Этот Брэдли все время приставал ко мне с расспросами. Он никак не мог понять, что такой большой город мог быть уничтожен не стихией, а человеком. А мне все это смешно. Какая разница? Разве человек не стихия? И какая разница между «Verbrennungs-Kommando Warschau»[15] и извержением Везувия? Результат один и тот же — пепел. Брэдли говорит: «Люди не могут жить в пепле». А я отвечаю: «Могут. Макаронщики возле Неаполя выращивают мандарины в пепле, это я помню еще из географии…» Он в ответ: «Макаронщики выращивают мандарины не в пепле, а на пепле. Поляки тоже должны это сделать!» Он долго морочил мне голову: ты, мол, способный, у тебя богатое воображение, иди учиться на архитектора, я буду за все платить, больше всего на свете я люблю помогать одаренным молодым людям.
Я и попался на эту удочку. Мне захотелось стать большим человеком и ничем не быть обязанным матери.
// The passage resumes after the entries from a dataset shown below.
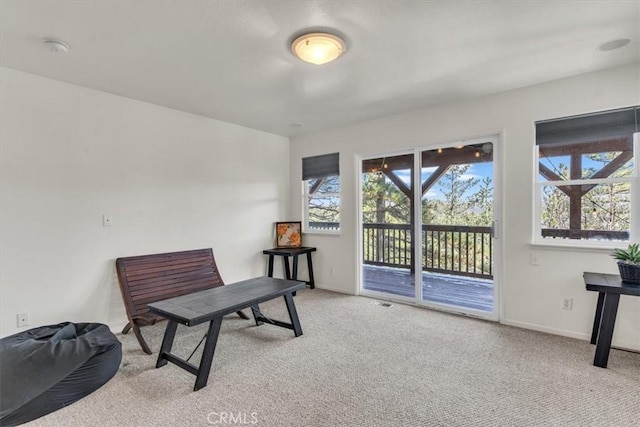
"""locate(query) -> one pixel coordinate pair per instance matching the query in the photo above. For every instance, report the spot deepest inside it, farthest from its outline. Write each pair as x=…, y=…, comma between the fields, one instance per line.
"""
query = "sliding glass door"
x=428, y=237
x=388, y=211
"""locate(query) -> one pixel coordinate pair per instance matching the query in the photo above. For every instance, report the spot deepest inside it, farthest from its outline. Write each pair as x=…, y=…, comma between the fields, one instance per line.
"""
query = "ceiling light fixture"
x=56, y=46
x=613, y=44
x=318, y=48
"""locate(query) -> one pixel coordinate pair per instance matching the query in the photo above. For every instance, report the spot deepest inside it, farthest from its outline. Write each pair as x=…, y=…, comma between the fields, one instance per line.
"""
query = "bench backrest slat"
x=150, y=278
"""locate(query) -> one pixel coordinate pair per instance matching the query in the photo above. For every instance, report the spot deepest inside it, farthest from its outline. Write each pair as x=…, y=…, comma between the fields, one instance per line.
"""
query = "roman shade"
x=320, y=166
x=598, y=126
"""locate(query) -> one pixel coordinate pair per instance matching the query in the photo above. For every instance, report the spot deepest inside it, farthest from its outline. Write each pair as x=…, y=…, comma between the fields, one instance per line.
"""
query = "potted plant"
x=629, y=263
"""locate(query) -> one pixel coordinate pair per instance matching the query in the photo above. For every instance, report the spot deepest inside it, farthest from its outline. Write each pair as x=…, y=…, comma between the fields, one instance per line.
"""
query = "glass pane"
x=387, y=228
x=600, y=212
x=457, y=214
x=592, y=163
x=326, y=185
x=324, y=212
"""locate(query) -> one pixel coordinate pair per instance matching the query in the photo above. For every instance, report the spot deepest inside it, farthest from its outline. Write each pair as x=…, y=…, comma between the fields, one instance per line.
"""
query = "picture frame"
x=289, y=234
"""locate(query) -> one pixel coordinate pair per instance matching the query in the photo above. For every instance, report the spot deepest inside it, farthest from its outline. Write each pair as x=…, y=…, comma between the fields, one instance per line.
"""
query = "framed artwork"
x=289, y=234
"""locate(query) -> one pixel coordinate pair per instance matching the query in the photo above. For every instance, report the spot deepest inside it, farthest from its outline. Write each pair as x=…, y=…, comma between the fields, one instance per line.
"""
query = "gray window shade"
x=320, y=166
x=589, y=127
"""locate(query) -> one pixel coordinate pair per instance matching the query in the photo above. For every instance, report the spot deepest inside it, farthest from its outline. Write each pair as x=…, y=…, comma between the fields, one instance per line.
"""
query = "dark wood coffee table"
x=211, y=305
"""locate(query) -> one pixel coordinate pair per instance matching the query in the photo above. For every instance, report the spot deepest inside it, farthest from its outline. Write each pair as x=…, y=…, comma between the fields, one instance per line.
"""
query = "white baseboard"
x=622, y=345
x=332, y=289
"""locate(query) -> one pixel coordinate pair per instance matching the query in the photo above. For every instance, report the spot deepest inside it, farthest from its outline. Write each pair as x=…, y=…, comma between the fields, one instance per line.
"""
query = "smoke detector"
x=56, y=46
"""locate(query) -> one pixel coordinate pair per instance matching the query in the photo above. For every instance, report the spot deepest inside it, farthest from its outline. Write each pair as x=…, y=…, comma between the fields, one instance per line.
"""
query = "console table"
x=609, y=288
x=285, y=253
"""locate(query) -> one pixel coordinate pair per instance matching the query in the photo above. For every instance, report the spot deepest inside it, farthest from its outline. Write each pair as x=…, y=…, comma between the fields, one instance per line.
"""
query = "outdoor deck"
x=467, y=292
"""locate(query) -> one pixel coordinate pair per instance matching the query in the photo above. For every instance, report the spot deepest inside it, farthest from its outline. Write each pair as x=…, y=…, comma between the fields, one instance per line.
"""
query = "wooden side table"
x=285, y=253
x=609, y=288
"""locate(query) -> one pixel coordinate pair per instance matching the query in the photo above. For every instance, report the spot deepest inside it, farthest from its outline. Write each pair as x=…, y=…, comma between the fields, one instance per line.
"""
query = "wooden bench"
x=150, y=278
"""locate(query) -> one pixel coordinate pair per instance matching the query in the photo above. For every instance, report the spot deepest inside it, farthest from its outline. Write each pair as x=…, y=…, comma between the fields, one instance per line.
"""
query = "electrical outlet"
x=22, y=319
x=534, y=259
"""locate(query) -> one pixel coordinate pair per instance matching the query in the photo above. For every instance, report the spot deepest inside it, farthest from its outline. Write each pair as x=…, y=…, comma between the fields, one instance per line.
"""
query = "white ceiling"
x=230, y=60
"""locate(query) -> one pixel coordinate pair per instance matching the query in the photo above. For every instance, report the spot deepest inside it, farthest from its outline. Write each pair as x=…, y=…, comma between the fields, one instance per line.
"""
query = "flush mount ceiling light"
x=613, y=44
x=56, y=46
x=318, y=48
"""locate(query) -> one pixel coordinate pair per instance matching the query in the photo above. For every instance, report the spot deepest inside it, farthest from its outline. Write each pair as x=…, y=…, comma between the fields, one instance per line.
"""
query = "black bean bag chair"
x=47, y=368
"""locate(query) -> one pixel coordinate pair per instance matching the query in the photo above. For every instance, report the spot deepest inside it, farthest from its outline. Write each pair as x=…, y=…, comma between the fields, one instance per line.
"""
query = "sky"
x=477, y=170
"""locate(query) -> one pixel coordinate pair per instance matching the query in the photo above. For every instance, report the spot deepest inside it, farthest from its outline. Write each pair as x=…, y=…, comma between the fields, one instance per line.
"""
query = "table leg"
x=287, y=270
x=605, y=334
x=270, y=271
x=312, y=282
x=207, y=353
x=167, y=342
x=294, y=276
x=256, y=312
x=293, y=314
x=596, y=320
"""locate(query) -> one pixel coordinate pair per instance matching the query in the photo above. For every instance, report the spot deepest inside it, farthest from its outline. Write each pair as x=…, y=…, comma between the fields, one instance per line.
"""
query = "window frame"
x=306, y=196
x=634, y=194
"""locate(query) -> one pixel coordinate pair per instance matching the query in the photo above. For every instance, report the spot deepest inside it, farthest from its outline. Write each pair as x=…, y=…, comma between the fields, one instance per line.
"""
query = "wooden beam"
x=608, y=169
x=552, y=176
x=435, y=176
x=603, y=146
x=316, y=185
x=399, y=183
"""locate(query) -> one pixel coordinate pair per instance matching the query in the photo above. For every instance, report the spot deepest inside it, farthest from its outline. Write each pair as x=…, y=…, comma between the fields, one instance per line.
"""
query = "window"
x=586, y=177
x=321, y=182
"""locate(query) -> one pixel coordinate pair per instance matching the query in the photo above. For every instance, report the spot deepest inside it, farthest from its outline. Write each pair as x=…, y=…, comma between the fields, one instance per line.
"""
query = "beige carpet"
x=361, y=364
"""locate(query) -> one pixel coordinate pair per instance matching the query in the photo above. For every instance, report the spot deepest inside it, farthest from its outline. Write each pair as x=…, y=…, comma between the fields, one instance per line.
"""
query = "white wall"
x=171, y=180
x=531, y=296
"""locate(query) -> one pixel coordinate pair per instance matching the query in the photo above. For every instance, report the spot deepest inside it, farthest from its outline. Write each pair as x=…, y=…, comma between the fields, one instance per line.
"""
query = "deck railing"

Думаю: Кэтлин под руководством Брэдли займется наукой, а я буду на пепле строить города. Хирургу она не достанется. А когда-нибудь, когда я буду большим человеком, то… Ну, вот так оно все и шло к своему концу, а потом она мне написала и наконец-то стало ясно, что к чему. Тогда-то и выяснилось, что лучше, человек или стихия. Весь мой путь из Варшавы, лагеря, Лондона до Труро — все я послал к черту. Отца, мать, архитектуру и его величество Брэдли — все к черту! Видеть никого не мог, даже пса, который ко мне привязался, пинал ногой. Сам я стал вроде гестапо. Иногда я спрашиваю у Каси, так я ее про себя назвал: «Кася, зачем ты это сделала?» А она отвечает: «Это не я сделала, ты сам отдал меня Брэдли…» И разве я могу с ней спорить?